Baghdad Station affiche

On ne comprend pas tout de suite ce que cette femme, Sara, au visage livide et fermé cherche. Elle n’a pas l’air perdu, au contraire, mais sa détermination prend une forme étrange. Ses yeux sont inanimés et sa démarche semble trainer un corps telle une coquille vide, comme si quelqu’un d’autre menait la danse. Elle avance et pénètre dans la gare. Entre Sara et la gare de Bagdad, le contraste est saisissant. Cette dernière est pleine, elle grouille de vie. Des marchands, des familles, des enfants des rues qui vendent leurs bricoles, des musiciens, toutes sortes de gens de passage. La route de la kamikaze va plus particulièrement croiser celle d’un jeune homme, Salam, trop collant. Il va le regretter, avant de comprendre qu’il a peut être un rôle plus important à jouer.

Dans la gare, ce condensé de société qui s’agite, la vie va petit à petit s’insuffler dans la jeune femme. Le combat est rude entre ses démons et le parfum vital tout autour d’elle. Il faudra voir ce film singulier et bouleversant à beaucoup d’égards pour savoir quelle force finira par s’imposer.

Né en 1978 en Irak, Mohamed Al-Daradji a quitté son pays de naissance à l’adolescence, pour fuir le terrorisme. En Europe, il est profondément choqué par les attentats de Londres en 2005.

De passage à Paris pour la projection de son film lors du festival du film franco-arabe de Noisy-le-Sec, nous en avons profité pour poser quelques questions au réalisateur.

Rencontre.

Votre film se passe exclusivement dans la gare de Bagdad. C’est un choix fort et cette unité de lieu n’est pas sans rappeler une scène de théâtre. Comment ce choix est-il venu ?

Au début je n’ai vraiment pas pensé au lieu de cette manière et je n’avais pas pensé à la gare de Bagdad.

L’idée elle est venue d’un article que j’ai lu en 2008. Une jeune fille de 16 ans qui s’apprêtait à se faire exploser s’est finalement rendue quelques minutes avant à la police.
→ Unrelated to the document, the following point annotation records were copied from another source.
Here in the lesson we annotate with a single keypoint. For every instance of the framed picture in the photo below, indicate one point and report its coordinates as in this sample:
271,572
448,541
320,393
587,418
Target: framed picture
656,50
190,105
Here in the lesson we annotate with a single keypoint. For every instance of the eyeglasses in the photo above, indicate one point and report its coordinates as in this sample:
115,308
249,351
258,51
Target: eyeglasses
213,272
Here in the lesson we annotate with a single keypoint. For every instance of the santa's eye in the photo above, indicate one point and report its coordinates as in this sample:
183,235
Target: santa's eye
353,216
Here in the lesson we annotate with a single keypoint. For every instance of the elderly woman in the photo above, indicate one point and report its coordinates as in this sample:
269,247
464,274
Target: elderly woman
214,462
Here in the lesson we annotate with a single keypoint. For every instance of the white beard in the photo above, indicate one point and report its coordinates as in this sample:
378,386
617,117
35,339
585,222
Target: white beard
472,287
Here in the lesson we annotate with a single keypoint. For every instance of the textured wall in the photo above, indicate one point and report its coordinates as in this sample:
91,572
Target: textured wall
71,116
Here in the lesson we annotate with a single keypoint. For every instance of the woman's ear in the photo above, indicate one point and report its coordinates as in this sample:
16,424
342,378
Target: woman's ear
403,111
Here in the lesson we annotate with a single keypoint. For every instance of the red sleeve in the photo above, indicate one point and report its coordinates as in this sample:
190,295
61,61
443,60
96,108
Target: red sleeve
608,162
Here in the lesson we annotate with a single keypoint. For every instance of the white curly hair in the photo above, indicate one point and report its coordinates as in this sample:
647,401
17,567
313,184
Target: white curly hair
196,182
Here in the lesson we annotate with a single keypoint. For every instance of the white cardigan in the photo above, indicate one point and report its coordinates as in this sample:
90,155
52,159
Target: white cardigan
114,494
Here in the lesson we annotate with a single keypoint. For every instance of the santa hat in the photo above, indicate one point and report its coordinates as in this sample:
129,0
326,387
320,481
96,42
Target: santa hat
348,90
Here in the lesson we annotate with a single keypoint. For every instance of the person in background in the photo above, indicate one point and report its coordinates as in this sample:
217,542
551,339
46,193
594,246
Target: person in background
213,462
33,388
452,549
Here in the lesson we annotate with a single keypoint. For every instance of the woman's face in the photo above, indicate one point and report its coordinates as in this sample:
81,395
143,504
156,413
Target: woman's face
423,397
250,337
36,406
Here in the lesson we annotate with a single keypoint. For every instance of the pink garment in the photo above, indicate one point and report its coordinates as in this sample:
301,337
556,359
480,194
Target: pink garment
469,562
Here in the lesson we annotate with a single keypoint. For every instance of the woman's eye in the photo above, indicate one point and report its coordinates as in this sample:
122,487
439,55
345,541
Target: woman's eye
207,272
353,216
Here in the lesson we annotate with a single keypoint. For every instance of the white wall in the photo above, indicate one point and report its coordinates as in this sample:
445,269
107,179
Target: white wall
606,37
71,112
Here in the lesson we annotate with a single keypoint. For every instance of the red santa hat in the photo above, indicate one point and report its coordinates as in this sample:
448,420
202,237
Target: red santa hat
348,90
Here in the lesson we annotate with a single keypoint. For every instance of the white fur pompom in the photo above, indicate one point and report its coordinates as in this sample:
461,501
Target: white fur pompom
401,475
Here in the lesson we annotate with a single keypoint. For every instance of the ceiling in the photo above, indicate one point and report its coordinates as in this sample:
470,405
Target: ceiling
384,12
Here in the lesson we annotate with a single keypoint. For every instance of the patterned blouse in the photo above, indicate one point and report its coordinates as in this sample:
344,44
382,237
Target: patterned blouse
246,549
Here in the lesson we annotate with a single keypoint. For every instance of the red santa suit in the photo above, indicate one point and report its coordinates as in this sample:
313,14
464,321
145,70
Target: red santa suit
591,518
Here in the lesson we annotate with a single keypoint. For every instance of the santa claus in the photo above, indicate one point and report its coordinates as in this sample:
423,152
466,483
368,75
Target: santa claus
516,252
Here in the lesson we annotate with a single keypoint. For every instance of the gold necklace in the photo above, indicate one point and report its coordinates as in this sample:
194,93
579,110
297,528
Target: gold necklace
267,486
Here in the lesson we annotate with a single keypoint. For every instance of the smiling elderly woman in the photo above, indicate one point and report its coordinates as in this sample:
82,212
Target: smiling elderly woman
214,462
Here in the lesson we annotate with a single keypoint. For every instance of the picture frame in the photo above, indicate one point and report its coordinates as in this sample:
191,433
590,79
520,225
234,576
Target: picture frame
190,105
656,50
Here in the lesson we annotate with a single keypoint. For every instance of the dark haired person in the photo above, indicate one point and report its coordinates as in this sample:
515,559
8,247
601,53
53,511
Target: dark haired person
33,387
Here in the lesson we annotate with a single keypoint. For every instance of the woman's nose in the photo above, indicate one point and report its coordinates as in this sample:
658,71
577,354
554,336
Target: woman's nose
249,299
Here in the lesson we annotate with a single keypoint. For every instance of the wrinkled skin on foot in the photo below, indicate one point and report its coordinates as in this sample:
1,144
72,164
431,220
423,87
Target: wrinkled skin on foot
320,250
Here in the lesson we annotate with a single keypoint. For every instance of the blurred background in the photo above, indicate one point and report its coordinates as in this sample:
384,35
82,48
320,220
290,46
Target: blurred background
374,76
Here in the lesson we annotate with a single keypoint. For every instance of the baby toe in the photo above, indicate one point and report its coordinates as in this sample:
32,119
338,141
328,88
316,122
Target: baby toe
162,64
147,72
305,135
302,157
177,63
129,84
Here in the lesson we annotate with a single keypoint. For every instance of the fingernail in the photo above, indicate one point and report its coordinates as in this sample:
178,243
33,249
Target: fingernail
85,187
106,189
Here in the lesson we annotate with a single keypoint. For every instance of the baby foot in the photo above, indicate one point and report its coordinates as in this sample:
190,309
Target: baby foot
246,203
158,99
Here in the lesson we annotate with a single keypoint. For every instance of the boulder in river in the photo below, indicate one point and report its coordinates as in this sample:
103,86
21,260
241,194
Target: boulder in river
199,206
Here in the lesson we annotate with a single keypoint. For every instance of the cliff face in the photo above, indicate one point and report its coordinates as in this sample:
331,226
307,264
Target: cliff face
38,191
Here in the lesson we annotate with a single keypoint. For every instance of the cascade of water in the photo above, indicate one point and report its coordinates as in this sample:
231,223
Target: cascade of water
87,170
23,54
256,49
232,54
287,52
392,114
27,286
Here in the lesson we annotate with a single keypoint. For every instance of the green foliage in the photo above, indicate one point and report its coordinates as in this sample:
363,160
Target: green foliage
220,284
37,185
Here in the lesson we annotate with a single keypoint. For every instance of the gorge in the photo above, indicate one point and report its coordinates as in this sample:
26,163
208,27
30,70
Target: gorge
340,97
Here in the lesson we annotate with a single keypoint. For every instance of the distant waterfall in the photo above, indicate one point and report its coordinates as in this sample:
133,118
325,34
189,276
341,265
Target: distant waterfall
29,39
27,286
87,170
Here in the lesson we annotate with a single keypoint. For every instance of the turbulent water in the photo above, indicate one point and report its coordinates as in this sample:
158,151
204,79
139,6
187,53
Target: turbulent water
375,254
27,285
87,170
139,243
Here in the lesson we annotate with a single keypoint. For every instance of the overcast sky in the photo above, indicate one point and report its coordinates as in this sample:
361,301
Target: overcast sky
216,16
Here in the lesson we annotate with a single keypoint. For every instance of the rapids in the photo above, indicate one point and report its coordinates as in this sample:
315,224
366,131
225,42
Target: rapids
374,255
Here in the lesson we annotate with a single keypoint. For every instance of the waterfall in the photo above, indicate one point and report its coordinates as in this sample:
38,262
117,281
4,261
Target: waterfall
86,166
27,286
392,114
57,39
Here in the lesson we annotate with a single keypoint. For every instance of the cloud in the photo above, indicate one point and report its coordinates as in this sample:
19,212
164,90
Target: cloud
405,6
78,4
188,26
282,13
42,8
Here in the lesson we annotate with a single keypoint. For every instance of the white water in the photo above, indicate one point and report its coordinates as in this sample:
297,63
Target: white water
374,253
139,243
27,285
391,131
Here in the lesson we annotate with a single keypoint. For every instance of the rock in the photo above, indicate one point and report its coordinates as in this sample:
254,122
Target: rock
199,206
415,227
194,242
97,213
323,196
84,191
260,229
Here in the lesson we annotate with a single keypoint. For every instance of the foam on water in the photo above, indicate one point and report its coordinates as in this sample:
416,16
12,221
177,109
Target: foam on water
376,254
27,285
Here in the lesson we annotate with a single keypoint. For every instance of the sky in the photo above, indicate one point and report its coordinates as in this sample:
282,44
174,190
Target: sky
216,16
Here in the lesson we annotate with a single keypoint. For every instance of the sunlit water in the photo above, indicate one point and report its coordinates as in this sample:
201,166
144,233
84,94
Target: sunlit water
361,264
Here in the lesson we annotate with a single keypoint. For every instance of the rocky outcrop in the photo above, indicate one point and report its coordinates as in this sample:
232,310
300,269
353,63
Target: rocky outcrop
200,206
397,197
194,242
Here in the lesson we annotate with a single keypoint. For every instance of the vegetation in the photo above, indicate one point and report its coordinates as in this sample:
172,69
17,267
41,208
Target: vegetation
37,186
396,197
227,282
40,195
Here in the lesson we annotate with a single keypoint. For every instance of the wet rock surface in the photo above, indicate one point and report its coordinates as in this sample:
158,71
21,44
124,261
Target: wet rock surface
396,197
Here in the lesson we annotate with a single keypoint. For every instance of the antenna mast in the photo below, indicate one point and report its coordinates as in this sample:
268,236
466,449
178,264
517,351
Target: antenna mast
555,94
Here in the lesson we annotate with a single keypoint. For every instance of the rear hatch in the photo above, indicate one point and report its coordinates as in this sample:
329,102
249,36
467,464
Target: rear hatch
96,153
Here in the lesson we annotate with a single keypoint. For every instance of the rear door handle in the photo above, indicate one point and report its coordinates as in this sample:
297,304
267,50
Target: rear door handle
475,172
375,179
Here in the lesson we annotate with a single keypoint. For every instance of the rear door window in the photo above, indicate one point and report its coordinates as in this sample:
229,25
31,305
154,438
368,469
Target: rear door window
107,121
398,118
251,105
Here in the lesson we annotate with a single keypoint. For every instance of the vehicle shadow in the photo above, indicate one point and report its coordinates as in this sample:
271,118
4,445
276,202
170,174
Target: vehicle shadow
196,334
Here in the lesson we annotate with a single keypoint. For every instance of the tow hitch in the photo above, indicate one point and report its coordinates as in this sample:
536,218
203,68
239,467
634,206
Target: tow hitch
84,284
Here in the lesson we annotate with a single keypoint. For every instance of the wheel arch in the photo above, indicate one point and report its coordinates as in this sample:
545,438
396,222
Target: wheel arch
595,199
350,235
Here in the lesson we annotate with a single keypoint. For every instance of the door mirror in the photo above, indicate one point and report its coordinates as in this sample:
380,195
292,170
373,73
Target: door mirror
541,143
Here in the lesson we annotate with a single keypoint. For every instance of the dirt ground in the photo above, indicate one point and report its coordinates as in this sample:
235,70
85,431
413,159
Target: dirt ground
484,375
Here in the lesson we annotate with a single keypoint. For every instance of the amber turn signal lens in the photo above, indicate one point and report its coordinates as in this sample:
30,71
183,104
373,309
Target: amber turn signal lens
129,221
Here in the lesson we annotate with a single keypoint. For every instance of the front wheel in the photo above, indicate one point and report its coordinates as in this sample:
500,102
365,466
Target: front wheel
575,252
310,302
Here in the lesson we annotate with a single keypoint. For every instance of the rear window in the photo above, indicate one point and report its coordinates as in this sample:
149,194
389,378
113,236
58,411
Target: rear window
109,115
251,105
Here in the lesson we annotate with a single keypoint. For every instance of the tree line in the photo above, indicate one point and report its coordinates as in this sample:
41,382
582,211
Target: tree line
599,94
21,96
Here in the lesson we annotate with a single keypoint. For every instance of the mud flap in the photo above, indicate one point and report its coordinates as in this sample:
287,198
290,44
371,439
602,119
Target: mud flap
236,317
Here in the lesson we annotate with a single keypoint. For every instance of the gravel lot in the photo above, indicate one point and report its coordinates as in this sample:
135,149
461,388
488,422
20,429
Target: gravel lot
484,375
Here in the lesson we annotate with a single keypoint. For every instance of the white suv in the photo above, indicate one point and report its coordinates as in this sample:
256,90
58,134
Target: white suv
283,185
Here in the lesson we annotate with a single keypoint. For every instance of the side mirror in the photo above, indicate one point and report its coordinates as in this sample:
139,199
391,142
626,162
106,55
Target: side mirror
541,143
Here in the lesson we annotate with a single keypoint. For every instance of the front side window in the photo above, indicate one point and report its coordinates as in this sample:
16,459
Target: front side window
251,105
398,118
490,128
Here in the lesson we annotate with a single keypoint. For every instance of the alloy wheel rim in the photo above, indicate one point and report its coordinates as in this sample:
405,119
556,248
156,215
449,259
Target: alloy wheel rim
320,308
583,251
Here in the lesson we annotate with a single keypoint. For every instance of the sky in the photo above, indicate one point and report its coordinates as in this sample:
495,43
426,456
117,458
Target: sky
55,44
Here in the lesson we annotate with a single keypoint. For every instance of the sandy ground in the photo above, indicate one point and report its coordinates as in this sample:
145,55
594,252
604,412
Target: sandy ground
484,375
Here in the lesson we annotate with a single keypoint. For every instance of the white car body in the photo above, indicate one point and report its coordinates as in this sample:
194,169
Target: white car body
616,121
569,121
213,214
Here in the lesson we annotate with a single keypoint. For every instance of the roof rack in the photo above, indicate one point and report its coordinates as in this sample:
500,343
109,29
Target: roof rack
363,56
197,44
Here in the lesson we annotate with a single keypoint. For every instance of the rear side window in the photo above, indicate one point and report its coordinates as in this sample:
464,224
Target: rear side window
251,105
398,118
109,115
Elle leur a dit « j’ai une bombe, aidez-moi ». Les policiers ont eu peur et pour la punir ils l’ont déshabillée et attachée à la porte du poste de police. C’était pour l’humilier publiquement. J’ai été choqué par cet article. Je ne pouvais pas comprendre ce qui pouvait pousser une fille, si jeune, dans cette décision de mort. J’ai aussi été très choqué par le comportement de la police. A l’époque j’étais sur un autre film et j’ai décidé de faire des recherches sur les femmes terroristes. Je me suis rendu compte qu’il y en avait quand même beaucoup. J’ai été surpris et choqué. Je me suis dit, il faut faire un film là-dessus.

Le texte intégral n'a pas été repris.